Jim Buckmeir came within two outs of pitching a no-hitter last night, making the Dukes' farewell to Alexandria memorable with a 4-1 defeat of the Salem Redbirds at Four Mile Run Park.

The Dukes, after striking out this summer with the city, will move to Woodbridge next season and in mid-April will be reborn as the Prince William Pirates. Home will be Dale City's new $1 million stadium--a long way from the modest playing field in the rear of an elementary school on the Arlington edge of Alexandria.

Buckmeir (10-6) had given up a run without allowing a hit in the eighth. He retired Keith Jones on a grounder to lead off the ninth and then walked Duck Freeman. On a full count, Barry Brunenkant hit a sharp liner to center field that dropped just in front of Tomas Martinez.

After he hit John Westmoreland with a pitch, Buckmeir was replaced by Johnny Taylor and received a standing ovation from the crowd of 1,815.

"After the fifth, I was aware of it (the no-hitter) and the last couple of innings I thought I could do it," said Buckmeir. "But these things happen. I was getting tired and I was pressing myself a little too much.

"I was really surprised that the crowd was this big. When I came here all I was worried about was getting my 10th win and lowering my ERA, but when I saw the crowd, it pumped me up more."

Buckmeir struck out 11, picked a runner off first base, and walked four.

The Dukes scored two in the top of the first on Jim Opie's two-run homer. They added a run in the fourth on a RBI single by Brian Burrows that scored Larry Johnson. They made it 4-0 in the fifth when pitcher Mark Poston (10-9) mishandled Martinez's ground ball, allowing Lorenzo Bundy to score.

There were those at the game who felt Alexandria had mishandled the negotiations with the Dukes.

"I can tell people now that I was here for the first game and the last game and a lot of games in between," said Bill Marsh, a 40-year-old Springfield man who coaches T.C. Williams' high school baseball team.

"I think it's a crying shame that the city and the Dukes and everyone concerned turned this all into a political football," he said.

Almost an hour before the game, cars began pulling into the dusty parking lot across the street from the field.

The team had proclaimed this Fans Appreciation Game and reduced all ticket prices to $1.50, further encouraging a full house for a tearful goodbye. City Councilman Donald Casey emerged from the crowd, solemn and regretful.

Casey had been one of the team's loudest supporters during efforts to persuade the city to spend about $1 million in improvements to a city park for the Dukes. In July, those efforts broke down and the Dukes' chairman of the board, Joseph Berardelli, announced that the team would have to leave the city. "I don't like losing," said Casey. "But I did everything I could. I'm sorry to see them go and I think it's a loss to all of Alexandria. I wish them luck."

A silence fell over tiny Four Mile Run park as Dukes' infielder Tomas Martinez, a native of the Dominican Republic who is learning English, led the crowd in the Star Spangled Banner--in English.

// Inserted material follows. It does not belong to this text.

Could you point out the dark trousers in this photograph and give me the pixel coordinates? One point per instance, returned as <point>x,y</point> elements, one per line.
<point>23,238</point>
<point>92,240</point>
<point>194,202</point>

And before the game Bundy was awarded a plaque naming him the fans' favorite player. Bat boy Chuck Meadows, 14, was given a jersey.

Silver-haired E.J. Wolff, the team's longtime security officer and chief of the grounds crew, picked up one of the gold and black jerseys of the team's road uniforms for his services.

"I really don't think the guys are going to be upset when we leave Alexandria," said pitcher Buckmier before his outstanding game. "In the minor leagues all you want to do is to move up and out of a place.

"There are some people, the fans and those who have helped us, we will miss, but other than that, it's just another stop on the way to the major leagues."